Q: Incanto, your SF restaurant, is know for its “Leg of Beast” and whole pig offerings. What album would pair with  that dining experience?

Music is a very personal thing so I’m sure that everyone would look at different criteria when pairing an album to a leg of beast or a whole pig.  Aside from it being a personal choice, I think it also depends on the mood of the event.  Personally, I would select “Paul’s Boutique” from the Beastie Boys.

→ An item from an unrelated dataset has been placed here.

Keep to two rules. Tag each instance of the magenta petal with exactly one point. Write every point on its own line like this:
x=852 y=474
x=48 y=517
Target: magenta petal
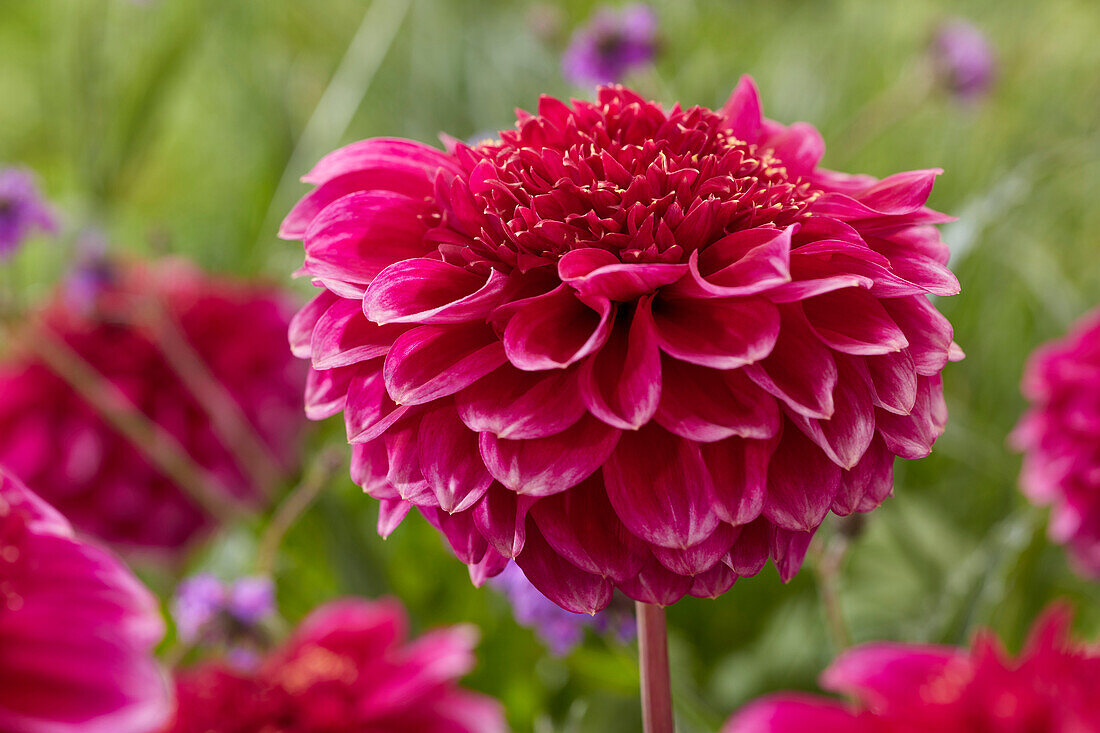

Q: Outside of the kitchen, you’re a part-time professional endurance Mountain Biker. The phrase “single-gear m**ountain bike” makes our legs hurt, what about the sport appeals to you? **

What drew me to single speed mountain biking was the sheer strength and accountability that it demands.  Your performance falls entirely on you when you strip the bike of all its amenities.  In essence, win or lose, there is nothing to hide behind.  When you really take the time to analyze it, ultra endurance is very similar to cooking because it comes down to exerting energy, concentration and passion for long amounts of time.  It’s an amazing way to ride.  Due to an injury, I retired from bike racing 5 years ago but it’s still a great way for me to blow off steam.

Q: You’re kind of the contemporary God Father of offal cuisine. What took you down that path? What’s it like being the face of a movement?

I do not consider myself to be the God Father of anything.  I am truly very humbled by the rich history of foods of the past and it has been my goal to get people to go back to their roots in everyday meals.  It ultimately comes down to the basics of sustainability, resource preparation, and respect for the animal.  I am not a face of a movement, I am just reintroducing history one plate at a time.

Q: Your best pairing: Wine, Entree, Song

I really cannot pick just one!  Food and music are all about living in the moment and capturing the mood as it occurs.